Steam Survey Shows Gamers Clinging To This 6-Year-Old GPU And Migrating To Windows 11
It has been right around nine months since Microsoft released Windows 11 to the public and during that time it has carved out a section of gamers, according to the latest Steam survey. Valve's monthly audit of Steam gamers shows that around one out of every five systems that tapped into the digital distribution service is running Windows 11.
Before we go any further with this analysis, let's talk about the survey itself. It's important to note that these monthly audits are not representative of every Steam user. As Valve notes, participation is optional (and anonymous), and it's not clear exactly how many systems it pings every month. Certain factors can skew the results too, like pinging internet cafes in China.

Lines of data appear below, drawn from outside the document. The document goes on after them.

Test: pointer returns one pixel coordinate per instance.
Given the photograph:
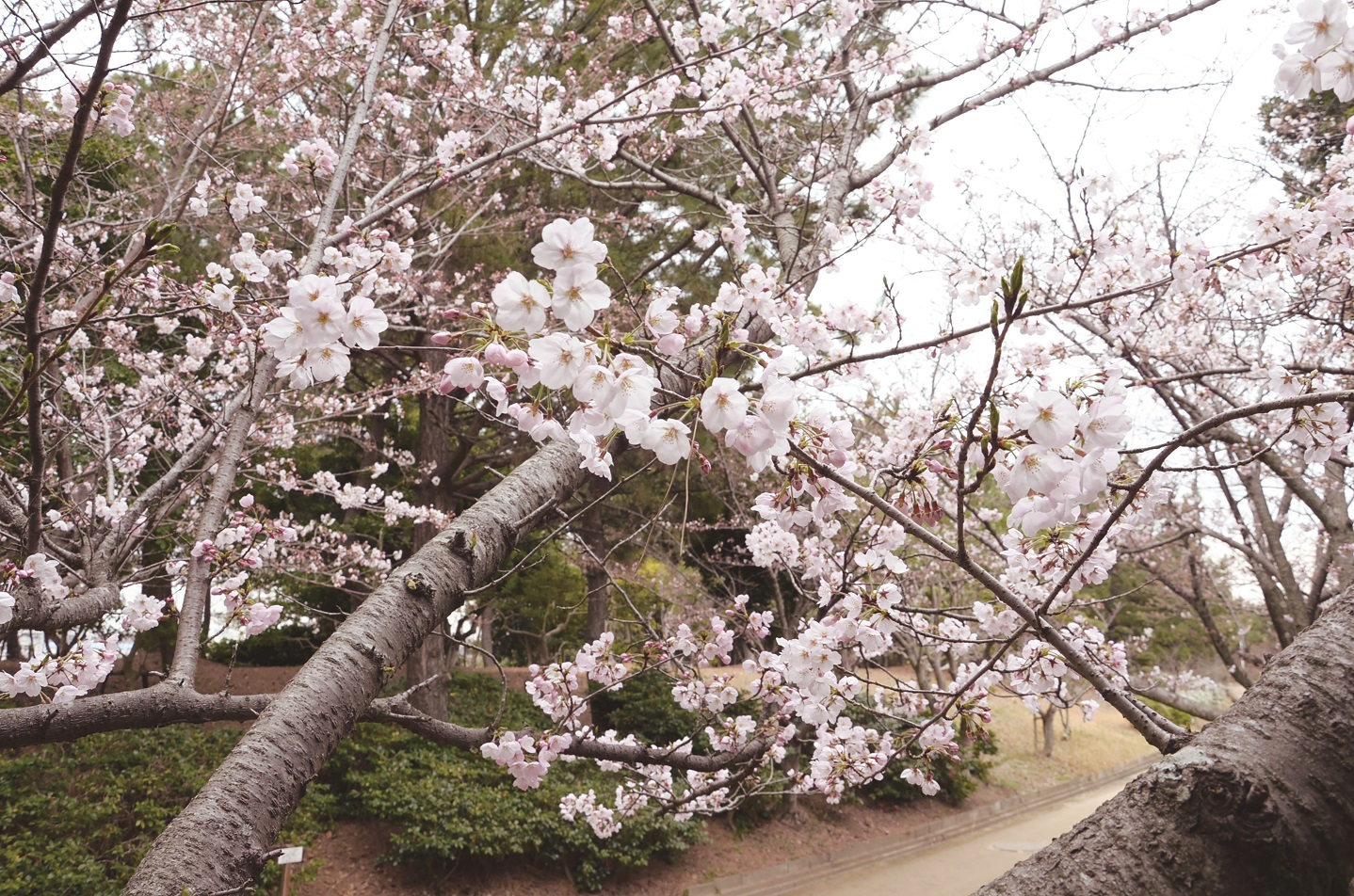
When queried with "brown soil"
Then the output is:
(346, 859)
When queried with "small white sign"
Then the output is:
(291, 856)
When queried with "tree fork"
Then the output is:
(218, 842)
(1258, 804)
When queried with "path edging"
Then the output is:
(776, 879)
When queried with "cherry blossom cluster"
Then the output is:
(67, 677)
(1325, 58)
(240, 547)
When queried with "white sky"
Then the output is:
(1109, 133)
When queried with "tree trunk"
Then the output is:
(219, 840)
(1258, 804)
(593, 537)
(599, 597)
(436, 460)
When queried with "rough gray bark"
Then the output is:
(1260, 804)
(218, 842)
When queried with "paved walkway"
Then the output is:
(959, 867)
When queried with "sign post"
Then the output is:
(290, 856)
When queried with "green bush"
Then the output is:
(284, 645)
(958, 780)
(77, 816)
(645, 707)
(450, 804)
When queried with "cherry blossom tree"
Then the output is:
(219, 216)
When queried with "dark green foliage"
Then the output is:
(1304, 133)
(77, 816)
(451, 806)
(541, 609)
(645, 707)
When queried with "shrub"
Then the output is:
(451, 804)
(958, 780)
(645, 707)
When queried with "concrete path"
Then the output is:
(959, 867)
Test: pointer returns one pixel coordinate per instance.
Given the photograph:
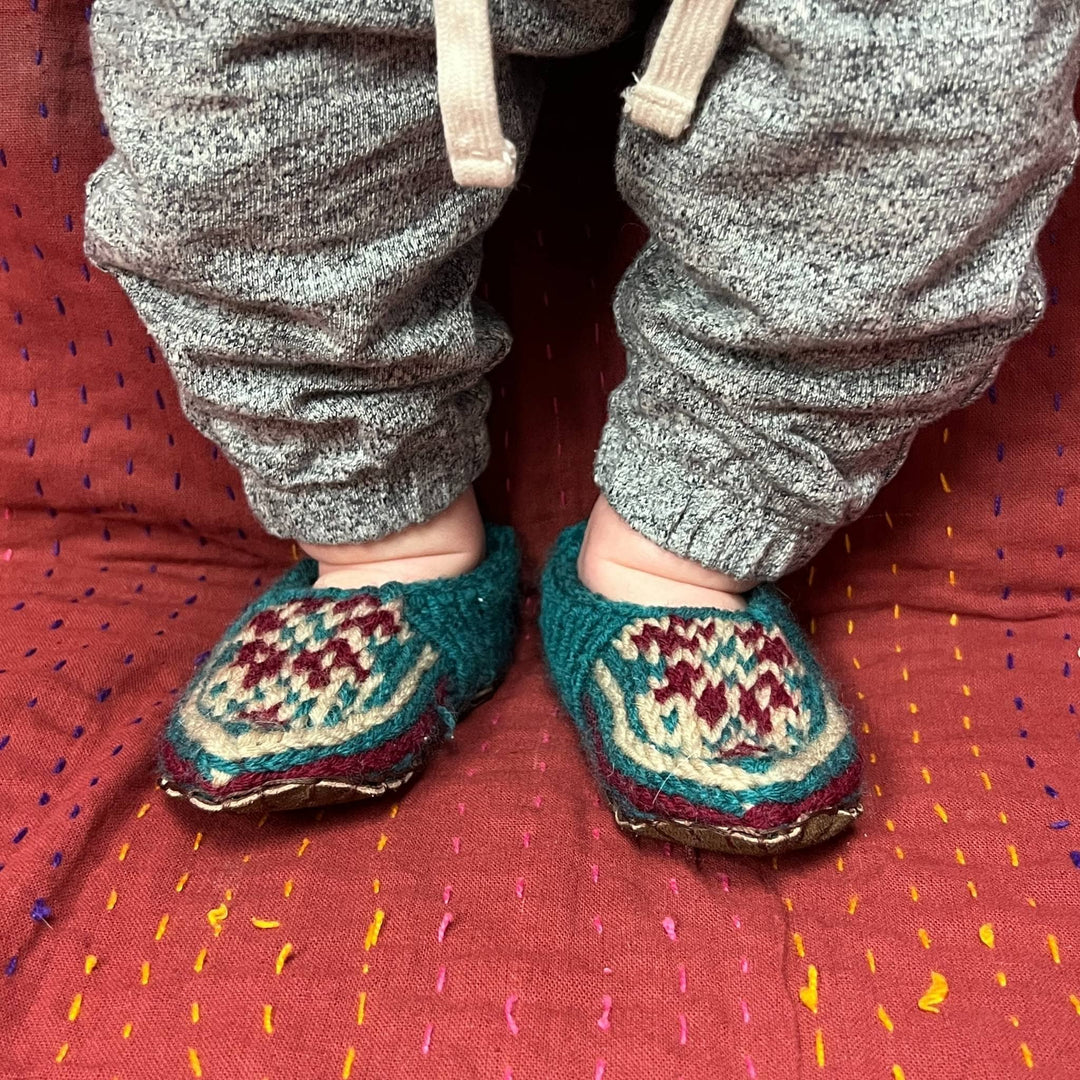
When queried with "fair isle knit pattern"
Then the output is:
(318, 694)
(713, 719)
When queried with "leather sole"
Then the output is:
(806, 832)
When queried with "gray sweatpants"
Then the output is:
(842, 246)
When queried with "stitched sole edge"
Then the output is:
(304, 794)
(810, 829)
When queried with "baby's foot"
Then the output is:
(622, 565)
(449, 544)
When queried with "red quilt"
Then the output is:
(494, 923)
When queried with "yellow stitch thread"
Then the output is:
(935, 994)
(216, 916)
(808, 994)
(1054, 952)
(286, 952)
(372, 937)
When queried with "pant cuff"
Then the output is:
(368, 507)
(726, 522)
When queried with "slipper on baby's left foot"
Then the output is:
(710, 728)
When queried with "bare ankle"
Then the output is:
(447, 545)
(623, 565)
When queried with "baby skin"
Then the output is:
(616, 562)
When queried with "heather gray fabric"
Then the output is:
(842, 247)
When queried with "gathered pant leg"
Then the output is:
(842, 247)
(280, 210)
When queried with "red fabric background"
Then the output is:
(494, 922)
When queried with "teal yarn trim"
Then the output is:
(580, 626)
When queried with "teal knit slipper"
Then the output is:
(319, 696)
(710, 728)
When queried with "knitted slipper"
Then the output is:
(319, 696)
(710, 728)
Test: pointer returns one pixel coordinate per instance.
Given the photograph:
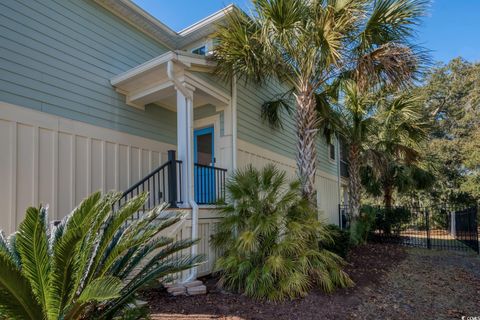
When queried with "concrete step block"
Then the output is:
(197, 290)
(194, 283)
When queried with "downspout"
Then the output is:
(338, 170)
(190, 184)
(234, 123)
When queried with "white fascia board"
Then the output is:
(220, 14)
(186, 59)
(155, 62)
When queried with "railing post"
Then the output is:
(172, 179)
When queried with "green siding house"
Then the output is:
(94, 94)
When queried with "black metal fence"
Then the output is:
(437, 227)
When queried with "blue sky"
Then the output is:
(451, 29)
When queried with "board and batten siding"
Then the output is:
(57, 56)
(56, 161)
(259, 144)
(327, 185)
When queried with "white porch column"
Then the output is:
(185, 139)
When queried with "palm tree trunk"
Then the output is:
(388, 196)
(306, 130)
(354, 183)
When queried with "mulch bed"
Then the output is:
(367, 266)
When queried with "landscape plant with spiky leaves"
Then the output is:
(91, 264)
(269, 236)
(308, 45)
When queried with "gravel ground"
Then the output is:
(391, 283)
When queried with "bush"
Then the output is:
(388, 219)
(362, 225)
(340, 242)
(88, 266)
(270, 239)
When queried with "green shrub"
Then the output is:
(388, 219)
(269, 237)
(340, 242)
(88, 266)
(361, 226)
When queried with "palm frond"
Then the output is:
(17, 299)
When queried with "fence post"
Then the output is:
(427, 224)
(172, 179)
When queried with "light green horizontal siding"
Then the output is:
(251, 128)
(57, 56)
(209, 111)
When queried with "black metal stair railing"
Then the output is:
(163, 184)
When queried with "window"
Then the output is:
(201, 50)
(332, 151)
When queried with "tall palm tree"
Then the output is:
(308, 44)
(394, 147)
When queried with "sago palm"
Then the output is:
(270, 239)
(395, 145)
(90, 265)
(307, 45)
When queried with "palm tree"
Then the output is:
(396, 143)
(309, 44)
(270, 239)
(91, 264)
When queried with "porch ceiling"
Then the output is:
(155, 81)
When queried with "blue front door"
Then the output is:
(204, 172)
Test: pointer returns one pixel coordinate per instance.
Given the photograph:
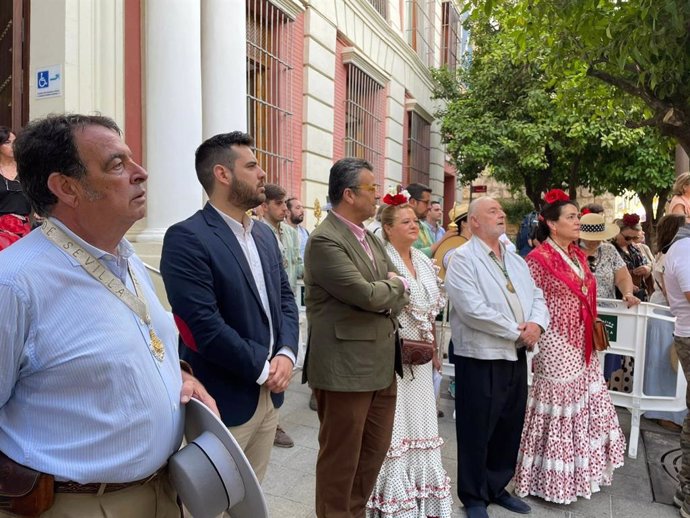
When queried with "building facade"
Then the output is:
(313, 81)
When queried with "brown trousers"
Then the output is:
(155, 499)
(354, 436)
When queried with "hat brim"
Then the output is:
(610, 230)
(443, 249)
(200, 420)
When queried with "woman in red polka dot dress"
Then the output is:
(571, 441)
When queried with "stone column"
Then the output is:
(173, 117)
(223, 66)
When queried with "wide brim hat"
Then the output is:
(211, 473)
(593, 227)
(444, 253)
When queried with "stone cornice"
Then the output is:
(355, 57)
(292, 8)
(413, 105)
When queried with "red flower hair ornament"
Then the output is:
(396, 199)
(631, 220)
(555, 195)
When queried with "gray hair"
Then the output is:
(345, 175)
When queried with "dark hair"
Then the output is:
(666, 230)
(388, 213)
(550, 212)
(594, 208)
(47, 146)
(218, 150)
(274, 192)
(4, 134)
(416, 190)
(345, 175)
(623, 226)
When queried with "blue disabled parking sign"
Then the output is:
(49, 81)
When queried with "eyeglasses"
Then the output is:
(371, 187)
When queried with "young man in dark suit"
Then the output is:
(231, 298)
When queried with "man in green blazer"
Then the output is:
(353, 295)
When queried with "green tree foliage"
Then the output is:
(536, 132)
(639, 47)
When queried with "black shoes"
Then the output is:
(512, 503)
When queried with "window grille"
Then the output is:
(420, 29)
(418, 148)
(270, 67)
(381, 6)
(451, 36)
(363, 119)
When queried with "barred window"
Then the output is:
(269, 88)
(381, 6)
(451, 35)
(363, 119)
(418, 148)
(420, 29)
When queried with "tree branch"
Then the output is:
(629, 88)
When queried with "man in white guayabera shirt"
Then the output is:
(91, 388)
(677, 282)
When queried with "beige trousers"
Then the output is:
(256, 436)
(155, 499)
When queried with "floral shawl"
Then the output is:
(551, 261)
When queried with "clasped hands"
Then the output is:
(529, 335)
(279, 374)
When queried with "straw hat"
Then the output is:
(593, 227)
(211, 473)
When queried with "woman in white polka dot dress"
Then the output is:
(412, 482)
(571, 441)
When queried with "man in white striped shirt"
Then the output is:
(91, 386)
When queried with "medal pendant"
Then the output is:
(157, 346)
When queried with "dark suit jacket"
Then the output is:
(224, 331)
(351, 310)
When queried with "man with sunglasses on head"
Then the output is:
(353, 295)
(420, 201)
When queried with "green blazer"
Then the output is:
(351, 310)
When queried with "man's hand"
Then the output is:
(643, 271)
(436, 362)
(192, 388)
(631, 300)
(451, 232)
(279, 374)
(529, 334)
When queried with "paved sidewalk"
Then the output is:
(289, 483)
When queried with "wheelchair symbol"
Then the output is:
(43, 81)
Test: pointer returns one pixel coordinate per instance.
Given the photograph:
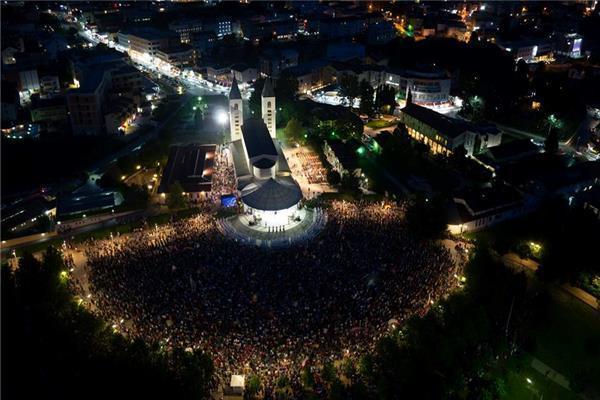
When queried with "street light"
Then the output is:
(221, 117)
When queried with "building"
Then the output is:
(477, 209)
(48, 110)
(27, 213)
(270, 196)
(10, 102)
(74, 204)
(495, 157)
(343, 157)
(147, 41)
(381, 32)
(203, 42)
(269, 110)
(569, 45)
(235, 389)
(192, 167)
(29, 81)
(312, 75)
(179, 56)
(88, 105)
(343, 27)
(272, 62)
(530, 50)
(430, 87)
(49, 85)
(236, 112)
(186, 28)
(443, 134)
(244, 73)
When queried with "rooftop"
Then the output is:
(345, 152)
(191, 165)
(149, 33)
(446, 126)
(272, 194)
(257, 139)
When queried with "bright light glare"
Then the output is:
(221, 117)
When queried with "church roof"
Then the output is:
(264, 163)
(257, 139)
(234, 93)
(272, 194)
(268, 89)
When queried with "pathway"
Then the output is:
(513, 260)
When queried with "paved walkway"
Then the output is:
(550, 373)
(513, 260)
(307, 229)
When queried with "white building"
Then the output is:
(269, 111)
(236, 112)
(271, 197)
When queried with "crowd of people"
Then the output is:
(224, 181)
(312, 167)
(269, 312)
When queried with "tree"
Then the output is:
(367, 103)
(385, 98)
(308, 378)
(254, 103)
(293, 130)
(427, 217)
(253, 386)
(51, 337)
(176, 199)
(349, 89)
(286, 88)
(329, 374)
(333, 177)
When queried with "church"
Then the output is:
(270, 195)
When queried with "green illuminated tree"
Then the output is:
(367, 103)
(293, 130)
(349, 88)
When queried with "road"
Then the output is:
(9, 246)
(513, 260)
(101, 166)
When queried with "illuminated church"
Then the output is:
(270, 195)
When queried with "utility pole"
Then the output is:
(512, 303)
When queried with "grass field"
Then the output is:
(565, 342)
(380, 123)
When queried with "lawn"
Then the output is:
(517, 386)
(564, 339)
(561, 344)
(380, 123)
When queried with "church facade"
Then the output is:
(269, 193)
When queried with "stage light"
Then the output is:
(221, 117)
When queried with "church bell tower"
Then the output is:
(236, 113)
(269, 109)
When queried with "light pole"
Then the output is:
(221, 117)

Nevertheless, these monthly surveys are probably the best ongoing snapshots of gaming trends, both in terms of hardware and software. Valve certainly takes them seriously, noting "the information gathered is incredibly helpful to use as we make decisions about what kinds of technology investments to make and products to offer."
So, what are we looking at for the month of June? On the software side, Windows 11 (64-bit) gained some ground, increasing 1.64 percentage points to claim a 21.23 percent share Steam users who were surveyed. That's still a distant second to Windows 10, which sits at 71.32 percent (64-bit and 32-bit combined). But it's going up, and it's way ahead of the next closest OS, that being Windows 7 with 3.17 percent share (also 64-bit and 32-bit combined).
What this suggests is that gamers are migrating to Windows 11 faster than the general public at large. According to the most recent data by StatCounter, Windows 11 holds is installed on just under 11 percent of all PCs running Windows, versus Windows 7 at 11.54 percent (and Windows 10 at 73.45 percent).
It's not truly an apples-to-apples comparison because those numbers at StatCounter don't factor in Linux and macOS. But that would widen the gap anyway, further driving home the point that gamers are more prone to upgrade their PC to Windows 11 than a typical user.
What's also interesting about the latest Steam survey data is more gamers are running a GeForce GTX 1060 graphics card than any other GPU. The GeForce GTX 1060 ended June with a 7.02 percent share of all GPUs pinged, followed by the GeForce GTX 1650 at 6.51 percent, the GeForce GTX 1050 Ti at 5.36 percent, and finally a GPU with dedicated ray-tracing hardware, the GeForce RTX 2060 at 5.03 percent.
We posted our GeForce GTX 1060 review on the same day it launched to retail six years ago. Those who bought one at the time are still using it have definitely gotten their money's worth. And in reality, it's still a decent GPU, albeit also a couple of generations behind and lacking fancy amenities that only RTX cards offer (Tensor cores and RT cores).
The RTX graphics chip from the current generation with the highest share is actually a mobile GPU, the GeForce RTX 3060 for laptops at 2.99 percent. Less than half of the top 20 GPUs are RTX models in Steam's latest hardware survey. it will be interesting to see if that changes in the next few months following a crypto crash that made GPUs more affordable and available again.